Stochastic and deterministic processes often combine, making extinction more likely—especially for species already under stress.

Which Species Are Most Vulnerable to Extinction?

Species with certain traits are especially at risk:

1. Rarity / Low Abundance

Small populations are fragile.

2. Poor Dispersal Ability

Species unable to migrate or move when habitats change.

3. High Tropic Status

Carnivores (tigers, eagles, sharks) sit at the top of food chains and have naturally low population sizes.

4. Low Adult Survival Rates

Species that produce few offspring or take long to mature (e.g., elephants) recover slowly.

Co-Extinctions – When One Species Falls, Others Follow

Ecosystems are interconnected like a chain. When one species disappears, others dependent on it may also vanish.

Examples:

• If a host fish becomes extinct, all its parasitic organisms also disappear.
• In a plant–pollinator mutualism, if either the plant or the pollinator goes extinct, the partner species cannot survive.

Co-extinction is one of the most silent and least studied forms of biodiversity loss.
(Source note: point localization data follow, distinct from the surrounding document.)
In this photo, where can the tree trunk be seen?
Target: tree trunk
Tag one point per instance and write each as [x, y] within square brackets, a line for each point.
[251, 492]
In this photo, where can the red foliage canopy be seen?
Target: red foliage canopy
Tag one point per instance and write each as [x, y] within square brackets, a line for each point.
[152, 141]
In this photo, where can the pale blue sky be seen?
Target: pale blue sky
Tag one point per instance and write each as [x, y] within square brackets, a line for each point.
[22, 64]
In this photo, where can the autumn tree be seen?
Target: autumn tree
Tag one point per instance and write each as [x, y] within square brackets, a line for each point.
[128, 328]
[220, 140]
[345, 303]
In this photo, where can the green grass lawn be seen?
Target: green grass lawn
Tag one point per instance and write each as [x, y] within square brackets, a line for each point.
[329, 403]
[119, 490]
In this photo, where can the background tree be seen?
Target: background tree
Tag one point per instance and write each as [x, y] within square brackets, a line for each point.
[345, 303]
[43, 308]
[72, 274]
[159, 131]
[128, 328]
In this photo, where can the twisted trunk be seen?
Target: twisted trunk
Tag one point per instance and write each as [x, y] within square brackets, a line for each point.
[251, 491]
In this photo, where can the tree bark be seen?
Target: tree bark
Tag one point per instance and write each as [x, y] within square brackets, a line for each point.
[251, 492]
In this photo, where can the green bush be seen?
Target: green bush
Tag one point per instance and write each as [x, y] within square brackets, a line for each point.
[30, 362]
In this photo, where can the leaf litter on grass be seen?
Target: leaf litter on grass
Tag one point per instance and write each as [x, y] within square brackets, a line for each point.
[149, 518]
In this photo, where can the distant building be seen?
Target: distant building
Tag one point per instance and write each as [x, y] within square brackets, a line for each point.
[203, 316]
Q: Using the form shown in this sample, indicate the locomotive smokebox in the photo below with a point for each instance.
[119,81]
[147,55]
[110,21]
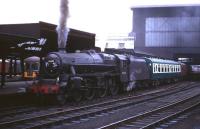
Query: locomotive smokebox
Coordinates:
[62,29]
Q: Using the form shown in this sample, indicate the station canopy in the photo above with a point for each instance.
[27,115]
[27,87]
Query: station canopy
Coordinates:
[19,46]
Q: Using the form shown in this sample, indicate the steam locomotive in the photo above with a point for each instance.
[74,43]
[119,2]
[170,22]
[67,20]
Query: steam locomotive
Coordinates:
[89,74]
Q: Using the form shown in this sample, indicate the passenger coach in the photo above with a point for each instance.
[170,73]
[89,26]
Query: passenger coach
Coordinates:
[163,70]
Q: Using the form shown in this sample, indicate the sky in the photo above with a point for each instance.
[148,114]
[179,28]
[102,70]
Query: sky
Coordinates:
[96,16]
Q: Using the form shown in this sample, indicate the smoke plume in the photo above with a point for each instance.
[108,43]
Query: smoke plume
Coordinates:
[62,29]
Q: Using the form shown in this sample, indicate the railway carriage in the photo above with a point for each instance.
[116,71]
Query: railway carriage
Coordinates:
[163,70]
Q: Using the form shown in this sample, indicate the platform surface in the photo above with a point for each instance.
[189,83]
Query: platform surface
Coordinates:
[17,87]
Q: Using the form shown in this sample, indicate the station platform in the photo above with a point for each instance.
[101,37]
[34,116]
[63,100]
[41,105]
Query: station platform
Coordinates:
[14,87]
[13,93]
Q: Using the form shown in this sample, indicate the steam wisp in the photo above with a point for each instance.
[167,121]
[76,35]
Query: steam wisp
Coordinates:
[62,29]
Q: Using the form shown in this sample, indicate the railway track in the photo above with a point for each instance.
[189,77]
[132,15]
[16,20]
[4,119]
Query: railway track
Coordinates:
[40,120]
[156,117]
[13,111]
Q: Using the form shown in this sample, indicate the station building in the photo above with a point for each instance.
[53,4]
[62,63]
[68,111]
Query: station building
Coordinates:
[168,31]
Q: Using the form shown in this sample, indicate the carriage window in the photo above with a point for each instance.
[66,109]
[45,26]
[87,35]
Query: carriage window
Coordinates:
[158,67]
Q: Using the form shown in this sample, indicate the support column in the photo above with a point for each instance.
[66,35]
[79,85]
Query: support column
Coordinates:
[11,68]
[3,75]
[15,67]
[22,66]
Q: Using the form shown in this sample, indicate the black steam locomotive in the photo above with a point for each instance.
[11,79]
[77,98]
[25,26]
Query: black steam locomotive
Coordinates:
[91,74]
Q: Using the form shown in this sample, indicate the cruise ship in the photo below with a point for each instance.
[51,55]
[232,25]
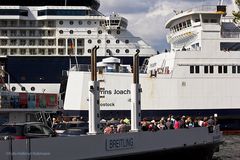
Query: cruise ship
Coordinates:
[198,76]
[39,40]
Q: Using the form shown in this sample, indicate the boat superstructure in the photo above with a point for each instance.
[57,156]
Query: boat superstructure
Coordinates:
[39,40]
[199,76]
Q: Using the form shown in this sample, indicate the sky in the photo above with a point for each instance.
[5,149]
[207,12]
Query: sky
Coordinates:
[146,18]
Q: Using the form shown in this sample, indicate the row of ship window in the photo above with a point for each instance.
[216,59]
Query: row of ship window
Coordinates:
[210,69]
[90,32]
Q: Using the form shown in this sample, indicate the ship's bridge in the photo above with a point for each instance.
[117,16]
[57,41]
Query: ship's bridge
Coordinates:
[186,26]
[95,4]
[115,21]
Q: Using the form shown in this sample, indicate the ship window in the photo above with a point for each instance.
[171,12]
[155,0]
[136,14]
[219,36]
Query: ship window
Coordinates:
[234,69]
[13,12]
[13,88]
[205,69]
[224,69]
[219,69]
[213,20]
[205,20]
[211,69]
[80,42]
[80,51]
[230,46]
[189,23]
[197,70]
[238,69]
[22,42]
[197,20]
[89,22]
[191,69]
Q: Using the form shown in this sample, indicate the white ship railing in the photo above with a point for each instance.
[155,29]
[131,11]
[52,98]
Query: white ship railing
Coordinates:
[230,34]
Genetically Modified Organisms (GMOs)

A GMO or transgenic organism has artificially altered DNA through:

• Mutation
• Insertion
• Deletion of genes

Example:

• Bt cotton contains genes from the bacterium Bacillus thuringiensis.

Why are GMOs created?

To introduce new traits such as:

• Pest resistance
• Herbicide tolerance
• Higher productivity

However, GMOs bring ecological risks.

How GMOs Can Threaten Biodiversity

1. GMO species may become dominant

By outcompeting natural species.

2. Transgene escape

Pollen transfer from GMO crops to wild plants can:

• Alter soil microbes
• Create aggressive hybrids
• Change ecological balances

3. Herbicide resistance

Many GMO crops are engineered to withstand herbicides.

As a result:

• Herbicides are sprayed heavily
• Weeds die
• But so do other beneficial plants
• Food webs collapse
• Soil loses protection against erosion

Biodiversity declines silently when entire landscapes become GMO monocultures.

The Curious Case of Genetically Modified Mosquitoes

To combat diseases like dengue, Zika, and chikungunya, scientists experimented with GM mosquitoes.

Oxitec’s GM Male Aedes aegypti

• Engineered with a self-limiting gene
• Supposed to produce offspring that die before adulthood
• Released in Brazil (2013–2015) — ~500,000 per week

Unexpected outcome

Some offspring:

• Survived
• Reached adulthood
• Bred with native mosquitoes
• Introduced new genetic material into wild populations

This raises concerns similar to GM crops:

Genetic material introduced into the wild may have consequences we do not fully understand.

Trade in Wildlife – A Global Threat

Illegal wildlife trade affects:

• Species survival
• Ecosystems
• Human health

How it harms nature:

• Species are harvested unsustainably
• Habitats are destroyed to access animals
• Illegal markets rarely follow sanitary standards → spreads zoonotic diseases
• Loss of predators or keystone species disturbs entire ecosystems

Examples include trade in:

• Tiger bones
• Pangolin scales
• Exotic birds
• Turtles and tortoises

Pollution and Climate Change

(Slow but Severe Killers)

Climate Change

Alters:

• Habitat ranges
• Migration patterns
• Species reproduction cycles
• Distribution of plants, pathogens, and animals

Extreme weather events cause sudden population crashes.

Ocean Acidification

Due to excess atmospheric carbon dissolving in oceans.

This affects:

• Coral reefs
• Shell-forming organisms
• Entire marine food webs

Pollution

Includes:

• industrial waste
• agricultural chemicals
• plastics
• oil spills

These degrade habitats and kill countless species each year.